A law firm in the United States is going after Chinese online gaming firm The9 in a new class action lawsuit claiming that The9's executives made inaccurate statements about the company's financial situation.
Coughlin Stoia Geller Rudman & Robbins LLP announced that a class action has been commenced in the United States District Court for the Southern District of New York on behalf of purchasers of American Depositary Shares of The9 Ltd. between November 15, 2006, and July 15, 2009, inclusive, against The9 and certain of the officers and directors of The9 for violations of the Securities Exchange Act of 1934.

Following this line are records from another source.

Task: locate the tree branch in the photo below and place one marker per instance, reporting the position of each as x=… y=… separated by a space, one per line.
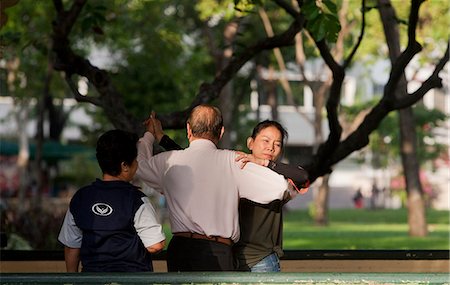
x=348 y=60
x=434 y=81
x=210 y=91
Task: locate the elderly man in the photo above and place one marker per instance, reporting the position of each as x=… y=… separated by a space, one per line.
x=202 y=185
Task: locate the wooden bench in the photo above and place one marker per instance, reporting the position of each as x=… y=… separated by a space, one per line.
x=294 y=261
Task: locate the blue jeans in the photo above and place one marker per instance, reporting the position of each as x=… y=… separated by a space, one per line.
x=270 y=263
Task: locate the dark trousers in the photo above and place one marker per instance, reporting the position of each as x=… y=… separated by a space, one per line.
x=189 y=254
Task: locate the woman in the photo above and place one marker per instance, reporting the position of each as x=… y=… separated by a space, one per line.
x=260 y=244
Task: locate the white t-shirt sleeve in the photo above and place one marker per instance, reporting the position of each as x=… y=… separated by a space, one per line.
x=147 y=226
x=260 y=184
x=150 y=167
x=70 y=235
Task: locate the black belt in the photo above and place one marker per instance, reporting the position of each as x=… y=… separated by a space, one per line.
x=226 y=241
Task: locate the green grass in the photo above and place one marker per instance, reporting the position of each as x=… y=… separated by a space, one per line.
x=364 y=229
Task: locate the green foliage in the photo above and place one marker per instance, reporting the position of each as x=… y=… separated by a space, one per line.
x=385 y=140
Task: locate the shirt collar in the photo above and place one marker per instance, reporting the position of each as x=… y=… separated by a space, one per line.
x=202 y=143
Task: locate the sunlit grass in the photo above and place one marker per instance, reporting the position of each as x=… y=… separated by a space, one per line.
x=364 y=229
x=361 y=229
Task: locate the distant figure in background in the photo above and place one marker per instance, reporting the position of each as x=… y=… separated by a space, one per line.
x=110 y=225
x=358 y=199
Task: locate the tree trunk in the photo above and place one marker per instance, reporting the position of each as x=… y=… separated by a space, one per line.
x=416 y=209
x=416 y=205
x=321 y=201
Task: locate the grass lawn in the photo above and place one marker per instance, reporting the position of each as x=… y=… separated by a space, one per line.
x=364 y=229
x=361 y=229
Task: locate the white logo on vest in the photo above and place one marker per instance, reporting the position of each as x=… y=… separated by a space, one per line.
x=102 y=209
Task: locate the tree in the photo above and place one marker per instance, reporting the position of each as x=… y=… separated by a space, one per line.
x=330 y=152
x=317 y=19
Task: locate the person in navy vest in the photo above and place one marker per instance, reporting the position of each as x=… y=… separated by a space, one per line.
x=110 y=225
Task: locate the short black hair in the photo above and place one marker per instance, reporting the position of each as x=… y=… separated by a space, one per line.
x=115 y=147
x=270 y=123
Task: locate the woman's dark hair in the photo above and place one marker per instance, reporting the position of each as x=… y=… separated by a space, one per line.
x=115 y=147
x=268 y=123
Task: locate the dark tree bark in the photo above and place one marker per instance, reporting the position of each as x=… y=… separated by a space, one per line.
x=408 y=148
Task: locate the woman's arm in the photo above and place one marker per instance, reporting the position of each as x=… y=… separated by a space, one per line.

The complaint charges The9 and certain directors and officers of The9 with violations of the Exchange Act. According to the complaint, during the time period, The9, directly and through its affiliates or subsidiaries, operated licensed massively multiplayer online role-playing games and advanced casual games in China, including World of Warcraft , Soul of The Ultimate Nation, Granado Espada, EA Sports FIFA Online 2, and Atlantica. It also operated other licensed games in mainland China, including Audition 2 and Field of Honor.
The complaint alleges that defendants made numerous positive statements regarding the company's financial condition, business and prospects. The complaint further alleges that these statements were inaccurate statements of material fact when made because defendants failed to disclose that it was becoming increasingly less likely that the company would be renewing the WoW contract with Blizzard; The9 had not even begun formal negotiations with Blizzard regarding the contract renewal; The9 and Blizzard had been at odds regarding The9's operation of WoW in China; and the equity investment by EA in The9 had made it less likely that Blizzard would renew the WoW contract because Blizzard would essentially be doing business with one of its greatest competitors.
On July 15, 2009, The9 reported a USD36.9 million reduction in net income for 2008 from USD51.1 million in net income that it had reported for that period on February 23, 2009. This corresponded to an enormous 72% drop. The9 admitted that it had not begun negotiations with Blizzard concerning the renewal of the WoW contract as of the date that it had previously represented to investors. In response to this news, shares of The9's stock dropped 18% to USD8.34.
The plaintiff seeks to recover damages on behalf of all purchasers of The9 ADSs during the the period.
The9 has not yet issued a formal statement on these allegations.